Die Krankenkasse lehnte die Kostenübernahme für die beinverlängernde Operation ab. Denn es liege kein "regelwidriger Körperzustand" vor.
Dies bestätigte nun auch das LSG. Angesichts der Bandbreite menschlichen Aussehens sei nicht jede Abweichung ein regelwidriger Körper- oder Geisteszustand. Erst wenn Menschen weniger als 1,41 Meter groß sind, würden sie als "behindert" gelten. Eine Schwerbehinderung liege erst vor, wenn eine Körpergröße von weniger als 1,31 Meter besteht.
Hier liege die Klägerin deutlich über diesen Werten und damit noch im Normbereich. Für eine körperliche Anomalität müssten Auffälligkeiten so ausgeprägt sein, "dass sie sich schon bei flüchtiger Begegnung in alltäglichen Situationen quasi ‚im Vorbeigehen‘ bemerkbar machen". Auf die subjektive Einschätzung der Klägerin komme es nicht an.

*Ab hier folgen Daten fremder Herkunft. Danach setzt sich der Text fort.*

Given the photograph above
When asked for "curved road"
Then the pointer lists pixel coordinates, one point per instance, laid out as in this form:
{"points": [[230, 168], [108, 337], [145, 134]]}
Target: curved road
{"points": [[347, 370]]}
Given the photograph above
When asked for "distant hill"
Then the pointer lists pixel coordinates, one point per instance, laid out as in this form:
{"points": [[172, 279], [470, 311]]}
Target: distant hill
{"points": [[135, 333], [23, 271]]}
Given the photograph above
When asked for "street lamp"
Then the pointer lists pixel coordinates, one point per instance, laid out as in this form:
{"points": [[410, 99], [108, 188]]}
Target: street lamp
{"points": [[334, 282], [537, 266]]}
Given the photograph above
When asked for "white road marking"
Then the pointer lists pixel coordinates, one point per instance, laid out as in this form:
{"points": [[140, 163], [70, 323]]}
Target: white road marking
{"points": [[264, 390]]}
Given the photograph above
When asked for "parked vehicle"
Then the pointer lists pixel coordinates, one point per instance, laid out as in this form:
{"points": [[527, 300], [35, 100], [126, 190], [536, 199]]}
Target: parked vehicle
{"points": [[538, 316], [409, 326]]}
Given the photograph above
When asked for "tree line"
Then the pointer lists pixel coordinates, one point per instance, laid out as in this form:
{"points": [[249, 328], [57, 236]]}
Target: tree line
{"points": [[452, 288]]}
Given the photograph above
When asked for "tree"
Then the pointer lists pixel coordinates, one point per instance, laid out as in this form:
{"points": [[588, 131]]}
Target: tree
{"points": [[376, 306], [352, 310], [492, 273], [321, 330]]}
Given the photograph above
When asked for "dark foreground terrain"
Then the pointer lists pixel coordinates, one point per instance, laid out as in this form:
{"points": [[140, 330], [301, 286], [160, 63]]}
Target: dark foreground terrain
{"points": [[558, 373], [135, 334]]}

Eine operative Beinverlängerung komme auch nicht in Betracht, um die vorliegenden psychischen Störungen zu behandeln. Denn nach dem Stand der medizinischen Erkenntnisse sei es zweifelhaft, ob solch ein Eingriff in den gesunden Körper zur Überwindung einer psychischen Erkrankung geeignet ist, befand das LSG.